Красная роса | страница 12
Все смотрели не мигая в темные проемы окон, вслушивались в ночь, ловили далекие малиновые вспышки и не знали — радоваться или печалиться. Может быть, и в самом деле в этих вспышках погибал враг, отступал, убегал в черную неизвестность, а может быть, наоборот — тихо и вкрадчиво подступал к Калинову.
— В самом деле, гроза… — подтвердил кто-то.
— То-то же, видишь, и немецкие громы замолчали… — весело протянул Савва Дмитрович Витрогон, человек, привыкший и не к таким грозам и метелям, так как много лет работал в лесу, сажал и пилил деревья, измордовался с лесозаготовками и лесовывозами, был так бит за медлительность, затягивания, недовыполнения месячных, квартальных и годовых планов выговорами, что если бы писались они не на бумаге, а на спине, места живого не нашлось бы на человеке.
Вдруг словно прорвало плотину или, может, гроза расщедрилась наконец на ливень, все присутствующие заговорили весело, хотя и нервно:
— А и в самом деле, смолкли…
— Кажется, еще с обеденной поры…
— Похоже, остановили их…
— Позиция у наших выгодная… Я прикидывал на карте…
Не сговариваясь, впились глазами в начальника районной милиции Луку Лукича Кобозева, человека, всегда бывшего на виду, так как щеголял он в такой форме, в такой фуражке, что перед ним невольно встанешь по стойке «смирно». И хотя у тебя за душой и намека нет на какую-либо провинность, но душа эта, видимо, от испуга, что может сотворить что-либо непотребное, дрогнет и зажмется в самые пятки. Только сегодня увидели калиновцы Луку Лукича не начальником милиции, а обыкновенным человеком и с трудом узнали его. Он сидел тихонько в уголке, замаскировавшись в штатский, уже ношенный костюм, внимательно рассматривал хромовые ботинки.
Когда Кобозев заговорил о карте и выгодной позиции, его сразу же окружили со всех сторон, почувствовав в нем военного спеца, даже стратега.

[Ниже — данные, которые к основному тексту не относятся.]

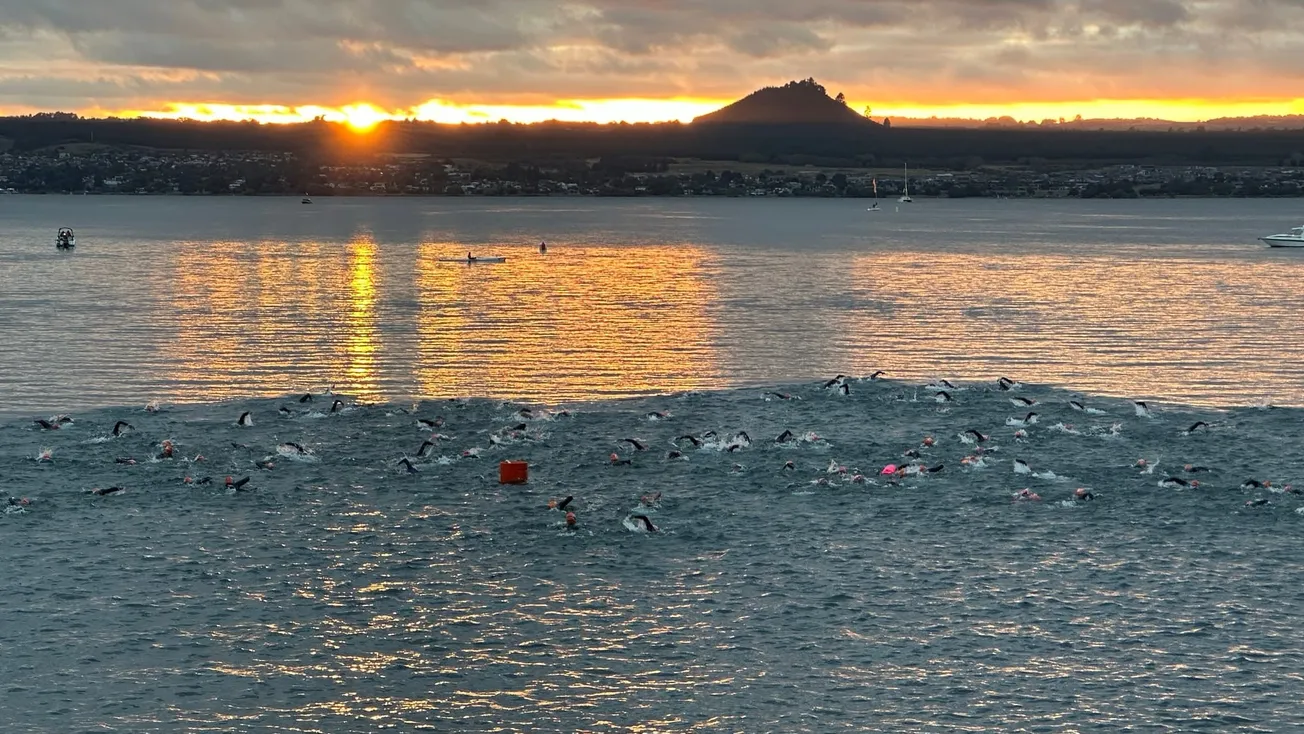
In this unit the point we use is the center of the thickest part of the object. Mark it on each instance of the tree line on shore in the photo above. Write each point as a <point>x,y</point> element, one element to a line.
<point>816,144</point>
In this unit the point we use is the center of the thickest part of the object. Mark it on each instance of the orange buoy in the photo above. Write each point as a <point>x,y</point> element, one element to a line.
<point>513,472</point>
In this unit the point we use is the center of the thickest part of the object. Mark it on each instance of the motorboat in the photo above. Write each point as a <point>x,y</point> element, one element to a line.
<point>1295,239</point>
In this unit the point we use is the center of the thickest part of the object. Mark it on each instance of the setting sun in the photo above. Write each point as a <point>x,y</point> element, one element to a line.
<point>363,117</point>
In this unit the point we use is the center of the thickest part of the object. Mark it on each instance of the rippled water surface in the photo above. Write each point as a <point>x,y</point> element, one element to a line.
<point>338,592</point>
<point>790,586</point>
<point>179,297</point>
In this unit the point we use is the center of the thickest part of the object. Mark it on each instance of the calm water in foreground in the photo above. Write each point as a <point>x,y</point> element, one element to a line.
<point>338,592</point>
<point>192,299</point>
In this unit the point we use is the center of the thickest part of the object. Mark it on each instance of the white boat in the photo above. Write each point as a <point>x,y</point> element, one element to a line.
<point>470,260</point>
<point>1294,240</point>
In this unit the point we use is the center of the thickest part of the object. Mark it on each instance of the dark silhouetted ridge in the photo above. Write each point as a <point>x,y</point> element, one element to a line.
<point>794,103</point>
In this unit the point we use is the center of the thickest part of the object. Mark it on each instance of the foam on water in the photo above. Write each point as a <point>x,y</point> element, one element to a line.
<point>347,595</point>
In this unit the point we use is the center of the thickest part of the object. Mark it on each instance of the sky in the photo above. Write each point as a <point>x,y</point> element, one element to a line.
<point>648,60</point>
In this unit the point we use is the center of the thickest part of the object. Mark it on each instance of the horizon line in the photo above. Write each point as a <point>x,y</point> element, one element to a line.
<point>364,115</point>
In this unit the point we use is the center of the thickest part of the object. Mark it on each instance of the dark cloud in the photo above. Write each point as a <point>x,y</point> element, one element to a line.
<point>400,52</point>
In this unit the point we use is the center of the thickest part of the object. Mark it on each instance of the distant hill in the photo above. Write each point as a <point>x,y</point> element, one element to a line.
<point>794,103</point>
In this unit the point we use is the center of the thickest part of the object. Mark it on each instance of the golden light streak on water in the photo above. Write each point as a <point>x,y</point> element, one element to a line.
<point>361,339</point>
<point>565,325</point>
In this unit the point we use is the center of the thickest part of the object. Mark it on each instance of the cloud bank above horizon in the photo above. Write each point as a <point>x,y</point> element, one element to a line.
<point>507,56</point>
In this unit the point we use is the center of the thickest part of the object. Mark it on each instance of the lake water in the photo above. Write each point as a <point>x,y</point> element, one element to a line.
<point>790,584</point>
<point>191,299</point>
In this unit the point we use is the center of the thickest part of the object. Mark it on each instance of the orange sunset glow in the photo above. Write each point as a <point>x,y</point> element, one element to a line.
<point>364,116</point>
<point>360,63</point>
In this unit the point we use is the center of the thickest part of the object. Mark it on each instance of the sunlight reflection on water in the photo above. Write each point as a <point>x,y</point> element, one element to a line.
<point>191,300</point>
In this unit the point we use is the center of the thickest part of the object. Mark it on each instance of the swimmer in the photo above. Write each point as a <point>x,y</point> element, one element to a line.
<point>647,522</point>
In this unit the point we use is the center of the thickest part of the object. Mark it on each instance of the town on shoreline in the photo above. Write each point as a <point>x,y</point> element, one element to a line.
<point>114,171</point>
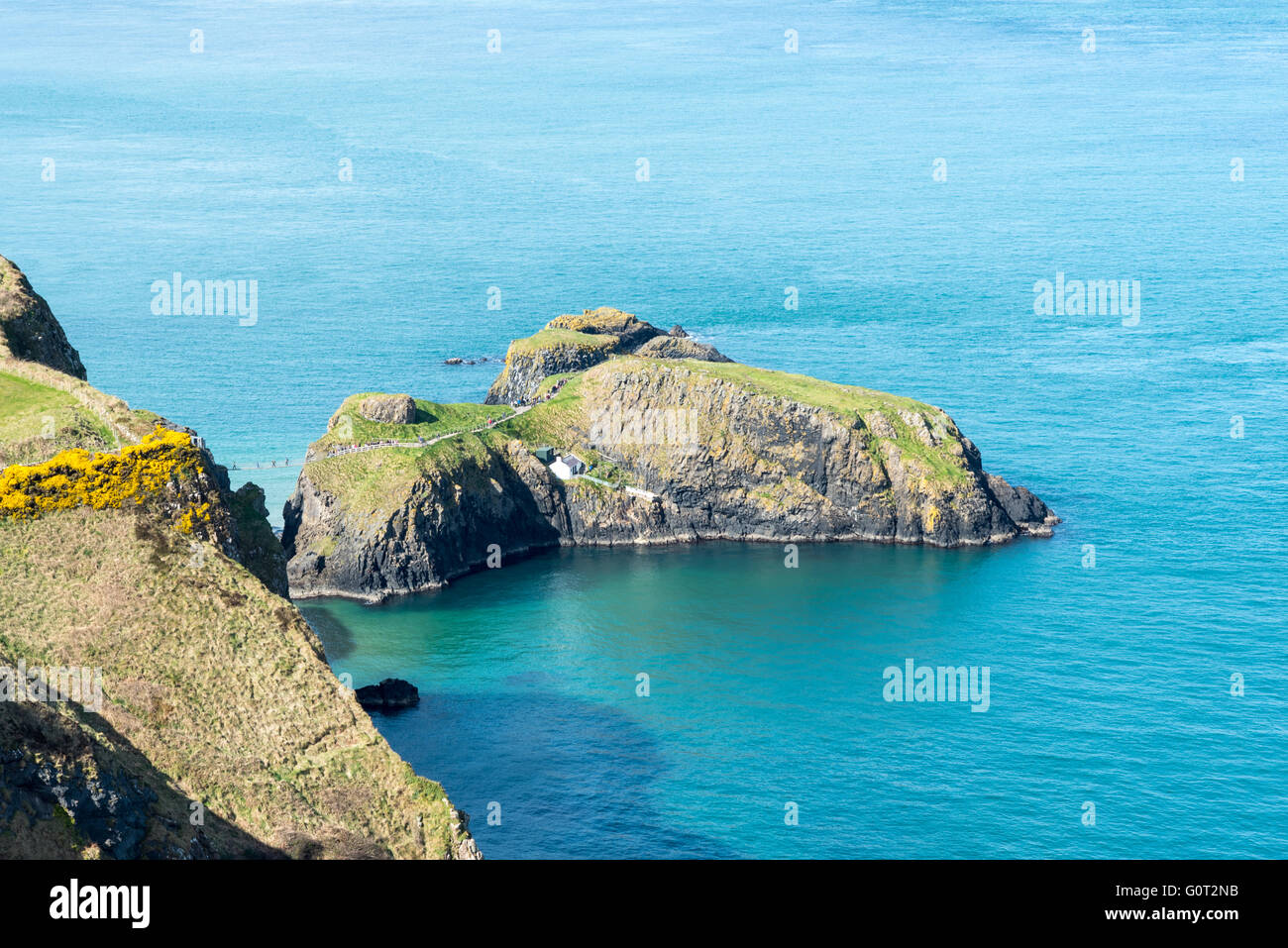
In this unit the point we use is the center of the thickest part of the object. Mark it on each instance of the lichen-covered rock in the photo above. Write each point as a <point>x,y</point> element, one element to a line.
<point>681,348</point>
<point>29,329</point>
<point>391,410</point>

— Ну-ка, ну-ка, Лука Лукич, объясните…
Лука Лукич уже готов был объяснять, развернуть, как это он умел и любил, целую теорию, полную предвидений и гипотез, но вопрос о том, где же она, эта позиция, где этот рубеж, на котором наши войска остановили обнаглевшего врага, загнал калиновского стратега в глухой угол, и он заколебался.
— Где же… Думаю, на Днепре… Водный рубеж…
В мертвой тишине слова утонули, как в вате. Далекий-далекий гром со вспыхнувшей молнией то ли подтвердил, то ли опроверг сказанное. Присутствующие не удовлетворились объяснением, они и сами так полагали: широководный Днепр — неприступный рубеж для врага, обнадеживающая преграда.